By Jenée Tibshraeny
The world’s second largest reinsurer says the Government should make hay while the sun shines, and get on with amending the Earthquake Commission (EQC) Act before insurers are forced to start paying a premium for the uncertainty caused by the legislative review being delayed.
In a world awash with capital, Swiss Re says reinsurers’ risk appetites are relatively high.
So they aren’t noticeably penalising insurers, unsure about how they and the Government will share the burden of natural disaster damage in the future, with the EQC Act review still up in the air three years after it was meant to be completed.
Yet things can change quickly, warns Swiss Re’s Asia Pacific head of Property Casualty Facultative, Mike Mitchell.
“Inevitably market cycles wax and wane and I think strategically for New Zealand it’s quite important to use the window that there is currently in the post-event environment - where the issues are front of mind, but also where reinsurance capacity is relatively freely available - to fix the challenges there are in the current operating model.”
Speaking to interest.co.nz, he says New Zealand shouldn’t be “lulled into complacency by the fact there is reinsurance capacity”.
“If either the reinsurance market cycle were to turn - which could happen in a number of circumstances outside of the New Zealand environment - or if there were to be another large event without there having been any real rectification of the structural issues that are causing challenges at the moment, then that could put New Zealand, from a reinsurance capacity perspective, in quite a difficult position.”

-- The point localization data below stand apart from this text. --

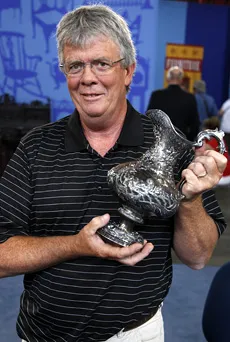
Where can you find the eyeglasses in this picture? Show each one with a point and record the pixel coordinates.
(98, 66)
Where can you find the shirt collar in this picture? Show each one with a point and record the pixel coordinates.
(131, 134)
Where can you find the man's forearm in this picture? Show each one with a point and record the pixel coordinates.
(22, 254)
(195, 234)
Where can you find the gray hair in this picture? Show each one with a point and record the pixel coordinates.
(83, 24)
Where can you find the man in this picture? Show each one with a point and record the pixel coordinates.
(55, 196)
(206, 104)
(177, 103)
(224, 114)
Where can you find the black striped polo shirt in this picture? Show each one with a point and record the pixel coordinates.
(55, 184)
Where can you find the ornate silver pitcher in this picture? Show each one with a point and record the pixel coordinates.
(147, 185)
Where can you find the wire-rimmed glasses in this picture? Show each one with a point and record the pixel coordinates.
(98, 66)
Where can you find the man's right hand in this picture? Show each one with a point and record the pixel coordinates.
(89, 243)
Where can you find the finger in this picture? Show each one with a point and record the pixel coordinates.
(219, 158)
(98, 222)
(212, 166)
(198, 169)
(193, 183)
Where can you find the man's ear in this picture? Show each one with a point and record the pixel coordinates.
(129, 74)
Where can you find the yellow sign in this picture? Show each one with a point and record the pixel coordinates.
(187, 57)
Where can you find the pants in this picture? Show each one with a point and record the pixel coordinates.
(216, 313)
(151, 331)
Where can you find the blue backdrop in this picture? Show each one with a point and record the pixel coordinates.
(28, 53)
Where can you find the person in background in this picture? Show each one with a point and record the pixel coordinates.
(206, 104)
(224, 114)
(214, 123)
(177, 103)
(54, 196)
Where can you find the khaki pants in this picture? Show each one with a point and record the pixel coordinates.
(151, 331)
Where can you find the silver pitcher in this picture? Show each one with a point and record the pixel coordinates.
(147, 186)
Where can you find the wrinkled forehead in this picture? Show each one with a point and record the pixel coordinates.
(95, 48)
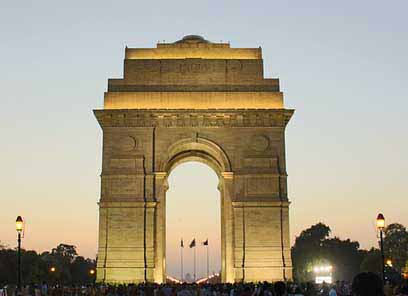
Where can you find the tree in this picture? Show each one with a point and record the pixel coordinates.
(314, 247)
(371, 261)
(307, 251)
(396, 245)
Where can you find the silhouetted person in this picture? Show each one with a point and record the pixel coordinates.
(280, 288)
(367, 284)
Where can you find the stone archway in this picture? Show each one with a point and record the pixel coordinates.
(207, 152)
(193, 100)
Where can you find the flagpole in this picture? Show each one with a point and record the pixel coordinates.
(194, 263)
(208, 264)
(181, 258)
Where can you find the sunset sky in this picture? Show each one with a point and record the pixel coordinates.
(342, 65)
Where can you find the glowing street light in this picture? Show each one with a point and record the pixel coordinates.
(19, 228)
(381, 226)
(323, 274)
(380, 222)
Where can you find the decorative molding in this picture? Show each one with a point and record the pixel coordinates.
(193, 117)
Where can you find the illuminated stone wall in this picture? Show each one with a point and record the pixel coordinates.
(202, 101)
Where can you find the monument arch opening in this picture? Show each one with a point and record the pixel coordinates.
(193, 100)
(193, 212)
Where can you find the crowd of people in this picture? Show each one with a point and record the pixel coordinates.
(364, 284)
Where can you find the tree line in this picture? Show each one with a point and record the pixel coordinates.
(60, 265)
(314, 247)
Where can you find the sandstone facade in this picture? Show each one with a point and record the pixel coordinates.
(201, 101)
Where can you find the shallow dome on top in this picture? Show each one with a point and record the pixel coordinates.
(192, 39)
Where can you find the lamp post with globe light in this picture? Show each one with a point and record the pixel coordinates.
(19, 228)
(380, 227)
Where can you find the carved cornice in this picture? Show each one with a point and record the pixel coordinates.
(193, 117)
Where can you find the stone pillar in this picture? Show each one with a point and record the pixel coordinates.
(227, 229)
(160, 229)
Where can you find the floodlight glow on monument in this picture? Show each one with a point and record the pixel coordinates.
(193, 99)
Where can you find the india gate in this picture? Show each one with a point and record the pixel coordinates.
(193, 100)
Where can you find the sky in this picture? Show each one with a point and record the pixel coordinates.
(342, 66)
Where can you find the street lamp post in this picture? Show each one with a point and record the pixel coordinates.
(381, 226)
(19, 228)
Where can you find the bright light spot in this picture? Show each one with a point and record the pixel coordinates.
(324, 279)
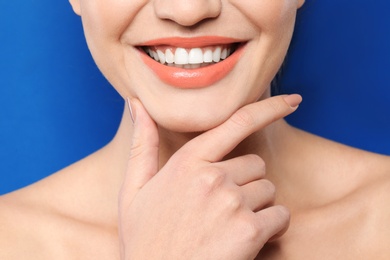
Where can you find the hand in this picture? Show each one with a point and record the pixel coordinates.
(197, 206)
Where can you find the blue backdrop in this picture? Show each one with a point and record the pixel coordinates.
(56, 107)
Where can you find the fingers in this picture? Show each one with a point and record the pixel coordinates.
(143, 160)
(273, 222)
(258, 194)
(243, 169)
(213, 145)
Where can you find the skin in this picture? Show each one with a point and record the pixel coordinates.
(202, 188)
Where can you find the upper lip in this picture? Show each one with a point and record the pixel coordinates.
(191, 42)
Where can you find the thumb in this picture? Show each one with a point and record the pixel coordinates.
(143, 158)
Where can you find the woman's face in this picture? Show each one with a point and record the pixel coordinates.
(192, 83)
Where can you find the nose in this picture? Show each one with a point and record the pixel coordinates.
(187, 12)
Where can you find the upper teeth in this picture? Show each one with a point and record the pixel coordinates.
(194, 56)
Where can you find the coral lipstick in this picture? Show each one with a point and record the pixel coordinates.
(195, 77)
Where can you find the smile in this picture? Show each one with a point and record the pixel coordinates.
(189, 58)
(191, 62)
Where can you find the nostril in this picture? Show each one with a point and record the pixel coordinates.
(187, 12)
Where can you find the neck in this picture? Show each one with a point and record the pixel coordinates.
(266, 143)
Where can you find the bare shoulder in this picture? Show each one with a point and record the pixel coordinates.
(37, 223)
(377, 195)
(19, 229)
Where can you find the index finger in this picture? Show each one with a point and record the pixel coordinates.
(214, 144)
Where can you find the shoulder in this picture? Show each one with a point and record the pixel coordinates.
(376, 194)
(52, 220)
(20, 230)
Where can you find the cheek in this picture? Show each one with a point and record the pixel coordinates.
(104, 23)
(269, 16)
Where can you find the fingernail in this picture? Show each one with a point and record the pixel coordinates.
(293, 100)
(130, 110)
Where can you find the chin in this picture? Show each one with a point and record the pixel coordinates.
(190, 123)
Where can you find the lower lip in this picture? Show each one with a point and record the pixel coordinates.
(193, 78)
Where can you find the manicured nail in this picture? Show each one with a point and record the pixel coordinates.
(293, 100)
(130, 110)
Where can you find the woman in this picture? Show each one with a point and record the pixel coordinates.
(196, 160)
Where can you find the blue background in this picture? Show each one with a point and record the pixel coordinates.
(56, 107)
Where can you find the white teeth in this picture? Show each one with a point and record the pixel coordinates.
(170, 58)
(195, 56)
(155, 56)
(224, 54)
(181, 56)
(217, 54)
(161, 56)
(193, 59)
(208, 56)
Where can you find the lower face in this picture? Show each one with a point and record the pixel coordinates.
(191, 72)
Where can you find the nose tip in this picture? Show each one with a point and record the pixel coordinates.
(187, 12)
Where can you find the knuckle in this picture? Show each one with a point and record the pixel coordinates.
(277, 108)
(258, 162)
(233, 200)
(210, 179)
(282, 213)
(251, 230)
(243, 118)
(269, 188)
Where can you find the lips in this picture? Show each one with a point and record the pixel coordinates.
(191, 62)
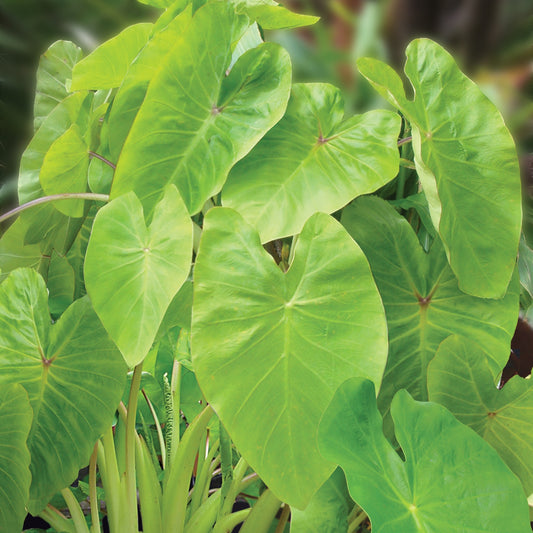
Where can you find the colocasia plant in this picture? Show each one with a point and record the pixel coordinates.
(319, 302)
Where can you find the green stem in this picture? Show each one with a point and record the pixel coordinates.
(283, 519)
(405, 140)
(131, 487)
(359, 519)
(92, 491)
(53, 198)
(230, 521)
(109, 473)
(158, 429)
(75, 511)
(57, 520)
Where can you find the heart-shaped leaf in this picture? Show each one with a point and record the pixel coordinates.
(73, 374)
(64, 170)
(106, 66)
(53, 75)
(460, 379)
(310, 149)
(466, 160)
(273, 347)
(451, 480)
(193, 125)
(422, 300)
(132, 271)
(15, 478)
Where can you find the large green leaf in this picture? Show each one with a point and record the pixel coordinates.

NZ economy ‘rather vulnerable’
Why does this matter?
Mitchell explains New Zealand is very well insured against natural disasters compared to other developed countries.
While insurers recovered around 80% of economic losses after the 2010/11 Canterbury earthquakes, they only recovered around 25% of losses after the 2011 Tohoku quake in Japan.
With so much at stake, the way EQC is structured has a huge impact on the insurance industry.
For example, Mitchell points out EQC’s claims management structure has resulted in 400-500 new over-cap claims (claims worth more than EQC’s $100,000 cap) continuing to trickle from EQC to private insurers every quarter.
“Six years on from an event - that’s really quite unparalleled,” he says.
“The structural challenges that there are in terms of the formulation and execution of coverage under the EQC Act with the private sector coming in, just creates a significant degree of uncertainty as what the end game will look like.
“One thing that insurers and reinsurers are very wary of is uncertainty.
“That I think makes the New Zealand economy, which is very significantly reliant upon transferring this significant risk burden and diversifying it globally, rather vulnerable.”
Reinsurance costs more likely to go up than down
Expanding on what’s happening globally, Mitchell says: “With the current levels of extremely low interest rates, there’s a lot of capital looking for yield and some of that capital is finding its way to the reinsurance industry.”
Furthermore, the reinsurance market is being propped up by there being a relatively low level of losses suffered around the word.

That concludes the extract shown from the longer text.